C.8.3 Identify three-dimensional shapes from two-dimensional perspectives and draw two-dimensional
sketches of three-dimensional objects preserving their significant
features

C.8.4 Perform transformations* on two-dimensional figures and describe and analyze the
effects of the transformations on the figures

C.8.5 Locate objects using the rectangular coordinate system*

By the end of grade 12 students will:

C.12.1 Identify, describe, and analyze properties of figures, relationships among figures,
and relationships among their parts by
• constructing physical models
• drawing precisely with paper and pencil, hand calculators, and computer
software
• using appropriate transformations* (e.g., translations, rotations, reflections,
enlargements)
• using reason and logic

C.12.2 Use geometric models* to solve mathematical and real-world problems

C.12.3 Present convincing arguments by means of demonstration, informal proof, counterexamples,
or any other logical means to show the truth of
• statements (e.g., “these two triangles are not congruent”)
• generalizations (e.g., “the Pythagorean* theorem holds for all right triangles”)

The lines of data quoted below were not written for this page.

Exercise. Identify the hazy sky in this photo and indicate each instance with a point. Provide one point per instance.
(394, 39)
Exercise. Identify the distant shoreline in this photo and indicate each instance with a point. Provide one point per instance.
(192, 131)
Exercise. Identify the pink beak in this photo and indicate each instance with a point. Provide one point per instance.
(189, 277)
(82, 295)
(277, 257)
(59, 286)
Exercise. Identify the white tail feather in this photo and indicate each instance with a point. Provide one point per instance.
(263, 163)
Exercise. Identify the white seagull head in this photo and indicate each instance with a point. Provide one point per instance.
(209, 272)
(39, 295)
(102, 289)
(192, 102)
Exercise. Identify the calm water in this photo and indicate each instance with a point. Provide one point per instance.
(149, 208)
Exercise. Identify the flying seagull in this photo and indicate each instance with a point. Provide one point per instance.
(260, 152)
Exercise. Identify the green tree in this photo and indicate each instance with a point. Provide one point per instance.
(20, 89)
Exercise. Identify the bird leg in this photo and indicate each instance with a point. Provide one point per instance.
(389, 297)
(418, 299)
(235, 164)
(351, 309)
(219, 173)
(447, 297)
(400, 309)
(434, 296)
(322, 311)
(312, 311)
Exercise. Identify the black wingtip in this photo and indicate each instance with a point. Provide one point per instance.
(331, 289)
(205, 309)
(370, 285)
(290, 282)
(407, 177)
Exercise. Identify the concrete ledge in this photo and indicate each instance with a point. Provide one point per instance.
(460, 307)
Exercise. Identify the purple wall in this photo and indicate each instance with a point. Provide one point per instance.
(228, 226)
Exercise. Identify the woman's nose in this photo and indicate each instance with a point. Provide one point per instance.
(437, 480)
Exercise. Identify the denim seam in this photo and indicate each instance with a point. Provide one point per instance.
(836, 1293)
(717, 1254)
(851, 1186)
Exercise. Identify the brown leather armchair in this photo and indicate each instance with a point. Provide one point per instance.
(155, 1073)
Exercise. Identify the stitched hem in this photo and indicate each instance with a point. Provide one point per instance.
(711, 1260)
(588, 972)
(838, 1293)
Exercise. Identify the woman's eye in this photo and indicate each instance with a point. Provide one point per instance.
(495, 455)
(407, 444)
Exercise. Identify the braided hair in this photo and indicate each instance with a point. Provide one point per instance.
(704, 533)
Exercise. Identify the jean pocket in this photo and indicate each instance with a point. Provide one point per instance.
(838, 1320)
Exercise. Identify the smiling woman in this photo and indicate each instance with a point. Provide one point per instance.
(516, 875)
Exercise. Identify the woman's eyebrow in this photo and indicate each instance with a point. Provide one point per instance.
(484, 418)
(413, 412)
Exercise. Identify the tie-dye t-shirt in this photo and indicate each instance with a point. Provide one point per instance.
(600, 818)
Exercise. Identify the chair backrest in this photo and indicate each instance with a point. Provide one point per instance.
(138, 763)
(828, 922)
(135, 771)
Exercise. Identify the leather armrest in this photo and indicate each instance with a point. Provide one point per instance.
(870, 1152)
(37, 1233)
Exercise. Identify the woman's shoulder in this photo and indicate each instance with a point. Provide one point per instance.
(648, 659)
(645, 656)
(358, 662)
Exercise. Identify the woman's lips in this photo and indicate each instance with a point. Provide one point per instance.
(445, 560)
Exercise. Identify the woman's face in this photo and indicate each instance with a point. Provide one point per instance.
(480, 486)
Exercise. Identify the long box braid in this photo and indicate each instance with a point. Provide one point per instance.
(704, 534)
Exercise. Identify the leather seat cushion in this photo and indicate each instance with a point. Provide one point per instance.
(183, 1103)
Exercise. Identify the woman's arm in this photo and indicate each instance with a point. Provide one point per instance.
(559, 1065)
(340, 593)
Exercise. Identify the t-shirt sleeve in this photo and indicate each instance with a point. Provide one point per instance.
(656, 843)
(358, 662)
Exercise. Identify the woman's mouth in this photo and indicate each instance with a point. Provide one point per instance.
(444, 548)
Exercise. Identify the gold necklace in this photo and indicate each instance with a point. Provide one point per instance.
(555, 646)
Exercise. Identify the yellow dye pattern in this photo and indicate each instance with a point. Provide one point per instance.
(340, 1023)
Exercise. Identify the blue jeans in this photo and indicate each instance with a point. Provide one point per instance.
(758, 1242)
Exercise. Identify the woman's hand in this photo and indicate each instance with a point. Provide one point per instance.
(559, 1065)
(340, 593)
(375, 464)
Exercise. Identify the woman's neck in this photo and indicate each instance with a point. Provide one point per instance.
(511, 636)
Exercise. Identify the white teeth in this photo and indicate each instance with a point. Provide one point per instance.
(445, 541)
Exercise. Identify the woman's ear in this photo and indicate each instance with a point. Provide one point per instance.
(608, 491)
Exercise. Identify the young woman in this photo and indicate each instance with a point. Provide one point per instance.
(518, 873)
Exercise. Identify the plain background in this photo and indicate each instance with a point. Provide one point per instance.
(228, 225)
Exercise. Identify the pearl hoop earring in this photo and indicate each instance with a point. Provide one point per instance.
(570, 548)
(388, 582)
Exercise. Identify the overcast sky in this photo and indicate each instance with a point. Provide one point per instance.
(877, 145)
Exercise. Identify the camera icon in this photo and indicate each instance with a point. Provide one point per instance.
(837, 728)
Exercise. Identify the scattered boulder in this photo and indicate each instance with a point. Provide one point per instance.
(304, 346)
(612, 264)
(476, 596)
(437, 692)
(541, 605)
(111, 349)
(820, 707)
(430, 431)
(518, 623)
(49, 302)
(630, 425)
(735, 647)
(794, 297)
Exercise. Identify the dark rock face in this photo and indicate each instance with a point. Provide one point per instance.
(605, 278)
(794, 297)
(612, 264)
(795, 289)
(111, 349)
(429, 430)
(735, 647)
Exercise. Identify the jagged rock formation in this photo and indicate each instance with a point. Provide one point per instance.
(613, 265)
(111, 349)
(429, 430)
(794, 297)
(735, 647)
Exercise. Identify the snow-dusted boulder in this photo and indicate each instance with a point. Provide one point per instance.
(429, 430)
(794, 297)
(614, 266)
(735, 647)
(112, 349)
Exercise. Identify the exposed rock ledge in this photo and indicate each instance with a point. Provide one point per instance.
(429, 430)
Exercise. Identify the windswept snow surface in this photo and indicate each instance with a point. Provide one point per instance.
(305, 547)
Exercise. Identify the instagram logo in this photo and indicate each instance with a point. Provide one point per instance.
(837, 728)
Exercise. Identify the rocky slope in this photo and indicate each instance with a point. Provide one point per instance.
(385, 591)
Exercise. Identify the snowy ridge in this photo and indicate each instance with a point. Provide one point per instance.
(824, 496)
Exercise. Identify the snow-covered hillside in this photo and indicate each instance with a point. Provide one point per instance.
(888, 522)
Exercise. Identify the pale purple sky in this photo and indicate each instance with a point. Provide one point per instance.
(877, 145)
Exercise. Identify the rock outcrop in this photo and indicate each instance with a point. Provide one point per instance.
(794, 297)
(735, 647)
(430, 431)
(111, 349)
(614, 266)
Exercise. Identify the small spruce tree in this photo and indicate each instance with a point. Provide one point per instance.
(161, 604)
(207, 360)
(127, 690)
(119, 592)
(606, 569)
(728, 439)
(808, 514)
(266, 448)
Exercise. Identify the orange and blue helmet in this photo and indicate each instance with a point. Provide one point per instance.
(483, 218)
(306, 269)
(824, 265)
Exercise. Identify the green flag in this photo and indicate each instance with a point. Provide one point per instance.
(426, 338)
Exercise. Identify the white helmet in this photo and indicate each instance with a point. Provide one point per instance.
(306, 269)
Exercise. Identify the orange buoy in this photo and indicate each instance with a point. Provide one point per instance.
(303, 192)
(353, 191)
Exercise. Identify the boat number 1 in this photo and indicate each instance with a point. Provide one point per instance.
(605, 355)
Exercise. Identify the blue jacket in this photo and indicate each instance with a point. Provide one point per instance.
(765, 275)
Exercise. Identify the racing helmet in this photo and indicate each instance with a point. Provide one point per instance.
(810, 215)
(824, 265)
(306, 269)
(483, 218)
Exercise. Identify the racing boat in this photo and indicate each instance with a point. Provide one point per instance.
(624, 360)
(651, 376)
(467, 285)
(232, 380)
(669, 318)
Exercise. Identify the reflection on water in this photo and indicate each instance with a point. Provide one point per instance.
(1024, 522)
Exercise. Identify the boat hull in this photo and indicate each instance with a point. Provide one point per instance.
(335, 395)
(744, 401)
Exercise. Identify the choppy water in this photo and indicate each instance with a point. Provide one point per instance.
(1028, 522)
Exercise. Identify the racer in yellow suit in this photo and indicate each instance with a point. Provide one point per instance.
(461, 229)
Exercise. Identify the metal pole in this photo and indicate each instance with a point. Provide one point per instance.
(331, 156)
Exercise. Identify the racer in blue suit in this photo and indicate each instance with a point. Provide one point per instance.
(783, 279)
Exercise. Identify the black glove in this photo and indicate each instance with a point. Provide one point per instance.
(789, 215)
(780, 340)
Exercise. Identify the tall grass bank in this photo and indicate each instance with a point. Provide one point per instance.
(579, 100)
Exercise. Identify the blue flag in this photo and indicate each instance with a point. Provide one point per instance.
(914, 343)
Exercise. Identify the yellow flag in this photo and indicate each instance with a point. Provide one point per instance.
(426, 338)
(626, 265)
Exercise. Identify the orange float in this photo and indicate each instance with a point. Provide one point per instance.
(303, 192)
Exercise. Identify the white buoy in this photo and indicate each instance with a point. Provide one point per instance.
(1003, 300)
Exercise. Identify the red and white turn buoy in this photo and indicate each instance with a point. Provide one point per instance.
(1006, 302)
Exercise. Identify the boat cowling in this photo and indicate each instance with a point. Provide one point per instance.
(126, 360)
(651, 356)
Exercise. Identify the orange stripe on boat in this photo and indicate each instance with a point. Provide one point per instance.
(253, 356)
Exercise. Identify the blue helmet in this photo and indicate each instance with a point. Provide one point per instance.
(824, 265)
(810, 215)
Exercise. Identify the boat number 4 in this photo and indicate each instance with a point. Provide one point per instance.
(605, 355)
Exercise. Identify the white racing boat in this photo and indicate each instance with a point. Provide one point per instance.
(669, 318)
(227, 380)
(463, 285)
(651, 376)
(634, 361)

C.12.4 Use the two-dimensional rectangular coordinate system* and algebraic procedures
to describe and characterize geometric properties and relationships such as slope*,
intercepts*, parallelism, and perpendicularity

C.12.5 Identify and demonstrate an understanding of the three ratios used in right-triangle
trigonometry (sine, cosine, tangent)

D. MEASUREMENT

Content Standard
Students in Wisconsin will select and use appropriate tools (including technology) and
techniques to measure things to a specified degree of accuracy. They will use measurements
in problem-solving situations.

Rationale:

Measurement is the foundation upon which much technological, scientific, economic, and
social inquiry rests. Before things can be analyzed and subjected to scientific investigation
or mathematical modeling*, they must first be quantified by appropriate measurement
principles. Measurable attributes* include such diverse concepts as voting preferences,
consumer price indices, speed and acceleration, length, monetary value, duration of an
Olympic race, or probability of contracting a fatal disease.